When Jimmy went solo in 1984 his debut album Bodyswerve topped the charts, as did all his albums for a decade. His 1986 album, For the Working Class Man, gave him a signature tune and it cemented Jimmy’s place right at the centre of this generation of Australians. They heard in his records their hopes and dreams and loves and triumphs. He spoke directly to and for them.
The hits, as they say, kept coming with Freight Train Heart, Barnestorming, Two Fires, Flesh and Wood, (all #1 debuts) and of course Soul Deep – an album of R&B classics that sold almost a million copies.
The rewards were great but the cost was phenomenal paid in booze and drugs and an out of control lifestyle. The wildness that Jimmy brought on stage was nothing compared to what was in his head in those years.
At the top of his game, by 1993 Jimmy was burned out. He and the family moved to Europe where he concentrated on writing and playing and regrouping. These were difficult years, struggling with his career and raising a family.
The Barnes’ came back to Australia in 1996 and went back into the charts with the Best Of set (Hits Anthology) that featured the hit single “Lover Lover” written with wife Jane. A brief Cold Chisel reunion tour and album (The Last Wave of Summer) followed in 1998.

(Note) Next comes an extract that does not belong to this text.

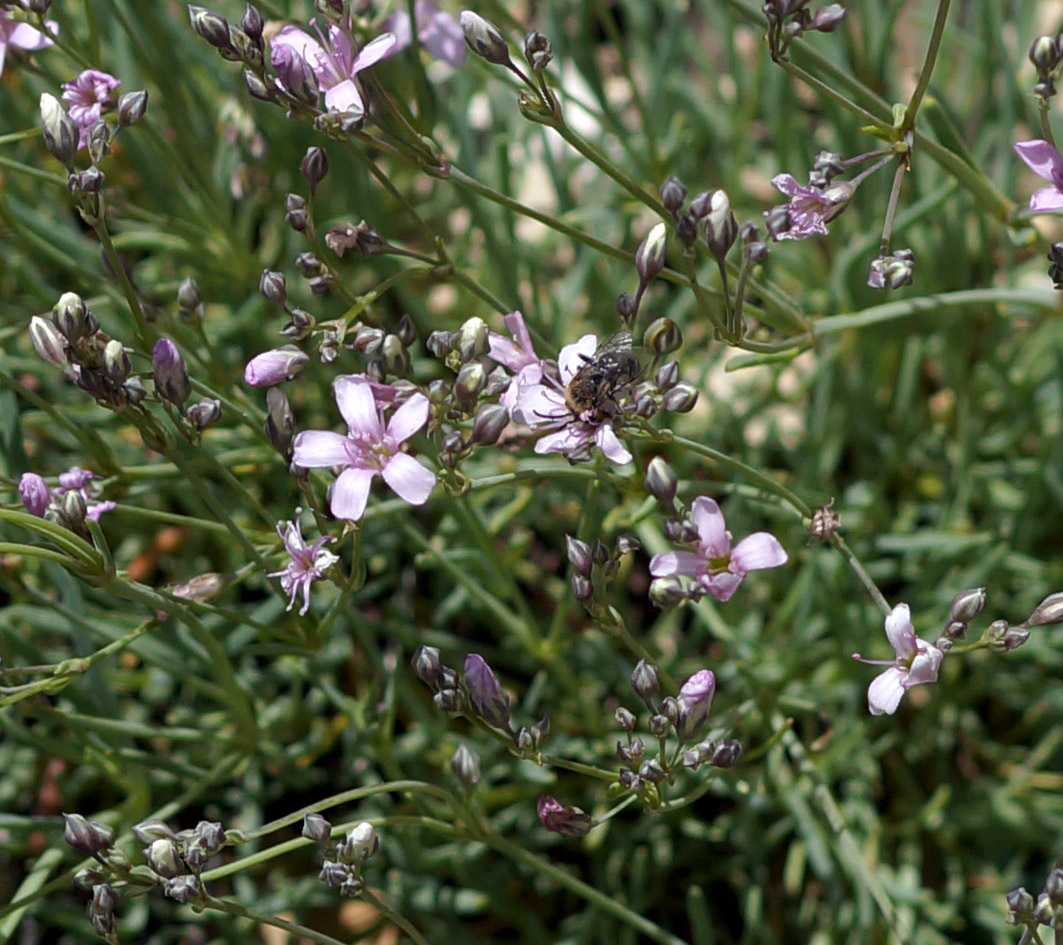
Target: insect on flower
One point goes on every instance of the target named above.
(593, 390)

There was a second soul album (Soul Deeper) in 2000 that marked a new beginning. But it was Jimmy’s 2005 #1 album Double Happiness which featured duets with family and friends that put him back on top and earned him his second induction into the ARIA Hall of Fame.

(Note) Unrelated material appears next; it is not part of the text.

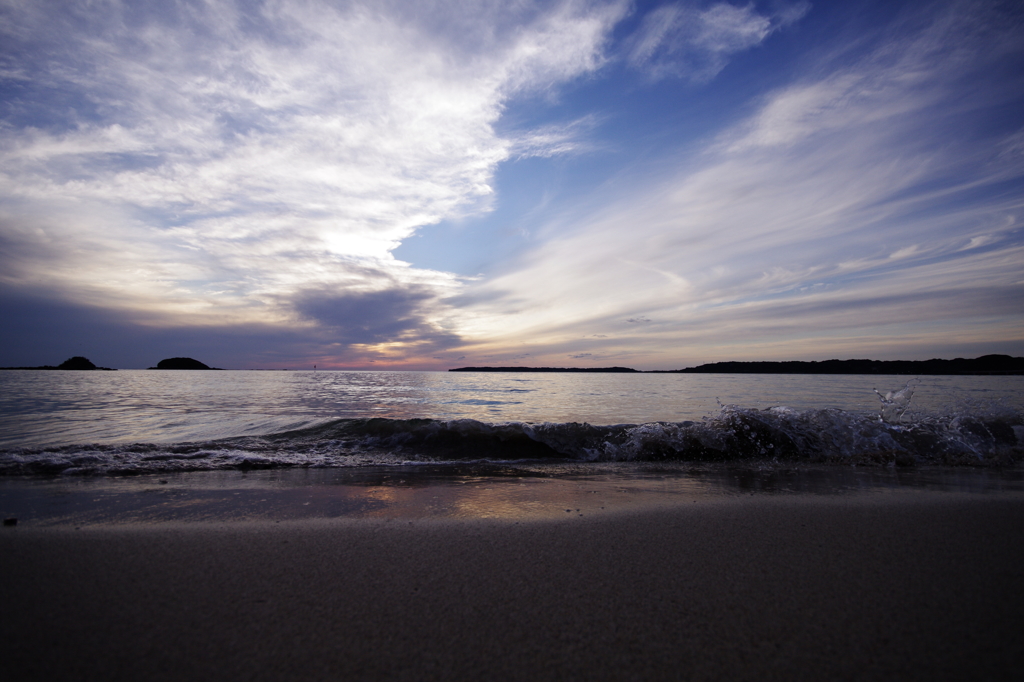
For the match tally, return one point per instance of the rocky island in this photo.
(76, 363)
(181, 364)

Since then he has gone from strength to strength with critically acclaimed solo albums and his take on the classic songbook. Then in 2009, Cold Chisel reformed releasing two new albums, No Plans (2012) and The Perfect Crime (2015) and on the road with the Light The Nitro Tour in 2011 (which remains the biggest grossing tour ever by an Australian-based band) and 2015’s One Night Stand tour.
Jimmy’s 2014 album 30:30 Hindsightcelebrated 30 years as a solo artist and featured international artists including ‘Miami’ Steve Van Zandt, Keith Urban, and Journey alongside local chart-toppers such as Bernard Fanning, The Living End, Tina Arena, Troy Cassar-Daley and many others. The following year Jimmy road tripped through the South, down to Memphis, Tennessee where he recorded the album Soul Searchin’, the fourth in a series of soul tribute albums recorded and released over a 25 year period.

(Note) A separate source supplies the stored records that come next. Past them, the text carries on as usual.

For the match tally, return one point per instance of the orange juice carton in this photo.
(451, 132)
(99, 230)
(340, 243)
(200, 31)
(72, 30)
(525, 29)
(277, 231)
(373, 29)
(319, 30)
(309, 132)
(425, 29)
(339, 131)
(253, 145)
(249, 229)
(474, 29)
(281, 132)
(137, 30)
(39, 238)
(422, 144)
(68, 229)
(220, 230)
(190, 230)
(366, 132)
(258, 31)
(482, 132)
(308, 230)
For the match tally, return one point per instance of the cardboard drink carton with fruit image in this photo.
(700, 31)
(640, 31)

Soul Searchin’, Jimmy’s 16th studio album was yet another #1 album. No musician anywhere in the world has had a run of chart success as strong or as enduring as Jimmy Barnes has had in Australia.
Then in October 2016, Jimmy launched his first book – Working Class Boy -debuting at No. 1 in Australia. If a book could be more raw than Jimmy Barnes in full flight, well, this is it. It’s the harrowing story of Jimmy’s childhood in Glasgow and then in Adelaide. It’s a tale of bad love, booze, domestic violence and sexual abuse. Jimmy writes with an unfettered emotional honesty. He tells what is often a dark story with as much light and shade, humour and honesty as is possible. In these vivid stories of growing up, we glimpse some of the forces that turned Jimmy into such an incredible performer.
In early 2017, Jimmy released his first children’s book, Och Aye the G’Nu, inspired by his cheeky red-haired, blue-eyed grandson. The accompanying album was produced by The Wiggles’ creator Anthony Field.
Jimmy has never been afraid to put his hands up for causes he believes in and works with a number of charities. Given his own experiences of domestic abuse and alcoholism, he has been very vocal on this, subjects when it’s appropriate.
Through it all there has been touring – across Australia with his rock band and again with a soul band, acoustic shows and dates through Europe keep him playing for months every year. It’s the wildness of it all that keeps Jimmy Barnes grounded.
“My job,” he says, “is to turn every night of the week into Saturday night for people. It’s the best job there is.”